KIMBERLÉ CRENSHAW : " LA PRESSION EST GLOBALE, LA RÉSISTANCE DOIT ÊTRE GLOBALE "

Kimberlé Crenshaw est une juriste et professeure de droit afro-américaine. Féministe convaincue, elle est spécialiste en théorie critique de la race. Elle développe pour la première fois le concept d’intersectionnalité dans deux articles fondateurs en 1989 et 1991, " pour faire valoir comment race, genre et classe affectent le vécu des femmes noires aux États-Unis, en particulier sur le plan professionnel et légal », et pour réclamer que justice leur soit rendue.
Invitée aux Journées Intersyndicales Femmes, nous l’avons rencontrée pour lui poser plusieurs
questions.
Que veut dire le concept d’intersectionnalité ?
C’est un concept qui décrit l’interaction entre différents axes de discrimination. Il concerne la race, le genre, la sexualité, le statut d’immigrant, le handicap. L’idée fondamentale est que nous ne faisons pas l’expérience de la discrimination d’abord sur un plan, puis sur un autre, puis encore sur un autre, mais que, bien souvent, il s’agit d’un problème interactif. Voilà la réalité que décrit l’intersectionnalité.
Mais le problème plus profond, c’est que beaucoup de nos pratiques — qu’il s’agisse de pratiques militantes, de politiques publiques ou même de protections juridiques — ne prennent pas en compte le fait que la discrimination peut être interactive. Et cela crée un nouveau niveau de discrimination. Si, par exemple, vous faites l’expérience de la discrimination de genre à travers votre race, et que les lois ou les politiques ne vous permettent pas de faire valoir vos droits sur la base de cette interaction, alors vous êtes dans une position plus défavorable qu’une personne qui n’a pas besoin de faire une réclamation combinée ou composée. Ainsi, l’intersectionnalité met en lumière à la fois ces réalités et ce qu’il convient de faire pour s’assurer que chacun et chacune soit véritablement en position d’égalité dans les luttes pour l’égalité.

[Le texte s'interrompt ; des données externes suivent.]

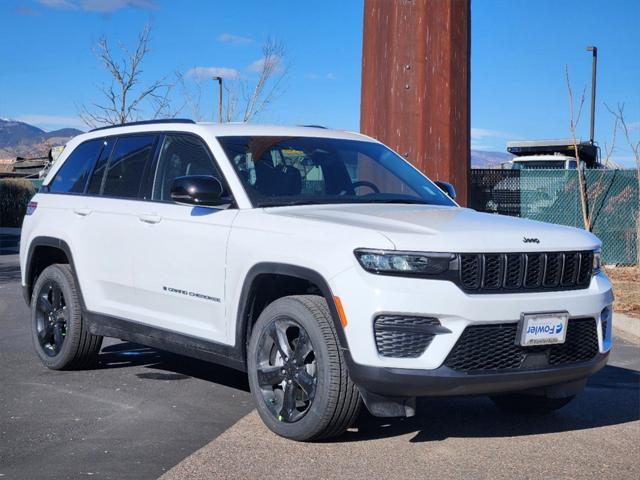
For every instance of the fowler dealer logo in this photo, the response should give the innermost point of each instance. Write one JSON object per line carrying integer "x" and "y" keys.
{"x": 545, "y": 329}
{"x": 191, "y": 294}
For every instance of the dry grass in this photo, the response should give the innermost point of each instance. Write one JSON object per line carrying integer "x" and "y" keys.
{"x": 626, "y": 287}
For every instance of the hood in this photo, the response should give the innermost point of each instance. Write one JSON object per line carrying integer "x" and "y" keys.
{"x": 447, "y": 229}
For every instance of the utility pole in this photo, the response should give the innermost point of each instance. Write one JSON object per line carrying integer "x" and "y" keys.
{"x": 594, "y": 64}
{"x": 219, "y": 80}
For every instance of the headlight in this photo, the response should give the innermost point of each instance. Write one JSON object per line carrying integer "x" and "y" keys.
{"x": 597, "y": 262}
{"x": 392, "y": 262}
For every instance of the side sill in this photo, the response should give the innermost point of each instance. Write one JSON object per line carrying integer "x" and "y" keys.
{"x": 214, "y": 352}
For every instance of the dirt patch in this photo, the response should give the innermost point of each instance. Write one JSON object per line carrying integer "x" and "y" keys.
{"x": 626, "y": 287}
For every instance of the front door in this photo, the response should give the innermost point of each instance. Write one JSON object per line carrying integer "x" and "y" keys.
{"x": 180, "y": 250}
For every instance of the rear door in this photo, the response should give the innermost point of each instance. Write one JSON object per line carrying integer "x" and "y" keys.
{"x": 180, "y": 250}
{"x": 114, "y": 195}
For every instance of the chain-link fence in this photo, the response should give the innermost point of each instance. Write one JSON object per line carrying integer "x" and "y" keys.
{"x": 553, "y": 196}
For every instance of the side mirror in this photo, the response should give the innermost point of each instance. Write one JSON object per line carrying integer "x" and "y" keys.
{"x": 197, "y": 190}
{"x": 447, "y": 188}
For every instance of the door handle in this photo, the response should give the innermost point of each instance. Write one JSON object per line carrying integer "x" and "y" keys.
{"x": 149, "y": 218}
{"x": 82, "y": 212}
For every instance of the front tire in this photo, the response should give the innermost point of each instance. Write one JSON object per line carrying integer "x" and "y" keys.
{"x": 530, "y": 404}
{"x": 60, "y": 337}
{"x": 297, "y": 372}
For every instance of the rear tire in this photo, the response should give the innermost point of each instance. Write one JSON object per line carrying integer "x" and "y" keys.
{"x": 325, "y": 400}
{"x": 530, "y": 404}
{"x": 60, "y": 337}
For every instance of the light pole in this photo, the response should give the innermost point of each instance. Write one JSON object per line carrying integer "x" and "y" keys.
{"x": 219, "y": 80}
{"x": 594, "y": 64}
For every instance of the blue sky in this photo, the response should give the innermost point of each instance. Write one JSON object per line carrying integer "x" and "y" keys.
{"x": 519, "y": 52}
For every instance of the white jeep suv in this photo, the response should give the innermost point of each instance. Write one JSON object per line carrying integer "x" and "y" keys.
{"x": 318, "y": 261}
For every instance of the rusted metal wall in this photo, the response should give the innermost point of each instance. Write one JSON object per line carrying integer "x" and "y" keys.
{"x": 415, "y": 83}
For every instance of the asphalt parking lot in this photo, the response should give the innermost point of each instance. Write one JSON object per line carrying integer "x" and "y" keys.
{"x": 145, "y": 413}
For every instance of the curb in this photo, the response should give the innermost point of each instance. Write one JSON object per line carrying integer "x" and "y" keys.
{"x": 626, "y": 326}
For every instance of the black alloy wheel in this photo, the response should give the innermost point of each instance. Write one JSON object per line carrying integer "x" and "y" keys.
{"x": 51, "y": 318}
{"x": 286, "y": 370}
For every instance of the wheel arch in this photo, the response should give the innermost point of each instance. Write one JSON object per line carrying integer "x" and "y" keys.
{"x": 250, "y": 301}
{"x": 43, "y": 252}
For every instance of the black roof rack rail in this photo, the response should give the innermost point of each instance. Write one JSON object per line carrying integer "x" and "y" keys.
{"x": 145, "y": 122}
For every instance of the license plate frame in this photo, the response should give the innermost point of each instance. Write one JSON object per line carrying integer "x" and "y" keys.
{"x": 552, "y": 329}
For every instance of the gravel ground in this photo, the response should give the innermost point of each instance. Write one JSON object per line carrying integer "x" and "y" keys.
{"x": 596, "y": 436}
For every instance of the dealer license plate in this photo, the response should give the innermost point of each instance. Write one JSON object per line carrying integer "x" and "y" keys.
{"x": 543, "y": 328}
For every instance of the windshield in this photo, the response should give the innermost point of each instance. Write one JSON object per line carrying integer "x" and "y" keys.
{"x": 278, "y": 171}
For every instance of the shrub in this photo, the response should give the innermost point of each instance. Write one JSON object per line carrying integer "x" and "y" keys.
{"x": 15, "y": 194}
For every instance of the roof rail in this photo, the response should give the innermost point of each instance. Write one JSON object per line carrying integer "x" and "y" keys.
{"x": 145, "y": 122}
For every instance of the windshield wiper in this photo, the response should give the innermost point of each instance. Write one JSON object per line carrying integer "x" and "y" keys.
{"x": 291, "y": 203}
{"x": 401, "y": 200}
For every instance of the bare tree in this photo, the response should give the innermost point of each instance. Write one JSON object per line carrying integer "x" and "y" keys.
{"x": 574, "y": 121}
{"x": 588, "y": 196}
{"x": 245, "y": 98}
{"x": 271, "y": 72}
{"x": 634, "y": 145}
{"x": 125, "y": 97}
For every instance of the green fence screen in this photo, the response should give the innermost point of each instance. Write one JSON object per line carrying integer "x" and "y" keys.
{"x": 553, "y": 196}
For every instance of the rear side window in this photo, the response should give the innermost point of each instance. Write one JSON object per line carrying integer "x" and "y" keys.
{"x": 72, "y": 176}
{"x": 127, "y": 166}
{"x": 95, "y": 182}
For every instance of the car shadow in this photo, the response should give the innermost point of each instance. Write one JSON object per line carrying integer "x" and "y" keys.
{"x": 612, "y": 397}
{"x": 9, "y": 272}
{"x": 171, "y": 366}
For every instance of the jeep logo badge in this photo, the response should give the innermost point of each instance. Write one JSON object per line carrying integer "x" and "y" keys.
{"x": 530, "y": 240}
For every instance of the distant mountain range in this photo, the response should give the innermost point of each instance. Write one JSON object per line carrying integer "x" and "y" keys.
{"x": 19, "y": 139}
{"x": 24, "y": 140}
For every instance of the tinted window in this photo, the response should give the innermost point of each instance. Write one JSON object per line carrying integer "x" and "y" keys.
{"x": 127, "y": 165}
{"x": 181, "y": 155}
{"x": 72, "y": 176}
{"x": 305, "y": 170}
{"x": 95, "y": 182}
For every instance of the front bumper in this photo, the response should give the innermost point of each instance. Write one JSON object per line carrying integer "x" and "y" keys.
{"x": 364, "y": 296}
{"x": 402, "y": 382}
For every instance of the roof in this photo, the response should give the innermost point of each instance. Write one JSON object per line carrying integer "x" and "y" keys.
{"x": 221, "y": 130}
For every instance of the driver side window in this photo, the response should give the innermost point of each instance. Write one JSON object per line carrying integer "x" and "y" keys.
{"x": 181, "y": 155}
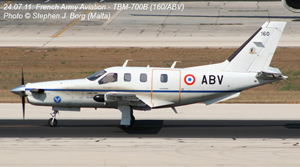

Quelles motivations profondes ont guidé votre décision d’entreprendre ce long déplacement pour participer aux intersyndicales femmes en France ?
Eh bien, je dois dire que je saute toujours sur l’occasion de venir à Paris, mais encore plus en ce moment, alors qu’il y a tant de négativité et de remise en cause de nos droits fondamentaux et de nos attentes. Pouvoir venir ici et être en communauté avec d’autres personnes qui, dans leur propre contexte, luttent elles aussi pour préserver, à vrai dire, les acquis et les combats menés à la fin du XXe siècle et au début du XXIesiècle, c’est inspirant. Cela nous rappelle que nous ne sommes pas seul·es.
Cela nous aide à continuer à nous battre en sachant que d’autres sont engagé·es dans ce combat avec nous. Je pense que l’un des plus grands défis aujourd’hui, c’est que beaucoup d’entre nous sont isolé·es des luttes en cours, des engagements que les gens prennent, des analyses que nous avons. Donc, si l’oppression est globale, la résistance doit être aussi globale. C’est pourquoi je saisis toutes les occasions de construire une communauté avec nombre de mes compatriotes qui mènent ce travail à travers le monde.
Dans le contexte international actuel, comment l’intersectionnalité peut nous aider à lutter contre la convergence des haines internationales réactionnaires ?
L’ironie de la situation, c’est que le pouvoir est intersectionnel. Donald Trump a remporté la présidence grâce à son identité intersectionnelle particulière : celle d’un homme blanc, riche.
Quand on examine toutes les raisons pour lesquelles Donald Trump n’aurait pas dû être élu président des États Unis — son absence de qualification pour le poste, le fait qu’il avait enfreint la loi, trahi la confiance du peuple américain, trahi celle de sa propre famille, et commis une multitude d’actes, dont n’importe lequel aurait suffi à faire échouer la candidature d’une femme, d’une personne racisée, ou de toute autre personne — il est pourtant parvenu à être élu à la plus haute fonction du pays. Cela résulte d’un privilège et d’un pouvoir intersectionnels. C’est pourquoi nous avons besoin d’une analyse intersectionnelle pour comprendre comment et pourquoi nous en sommes arrivés là, comment et pourquoi la politique de l’homme fort attire autant. Pourquoi la dérive vers le fascisme est une menace qui doit nous inquiéter, même dans les démocraties les plus avancées du monde.
Donc, franchement, nous ne pouvons pas mener une lutte efficace si nous ne reconnaissons pas cette combinaison des formes de pouvoir. La résistance, elle aussi, doit se conjuguer, s’unir, pour répondre à cette réalité intersectionnelle qui est en train de transformer la politique à l’échelle mondiale.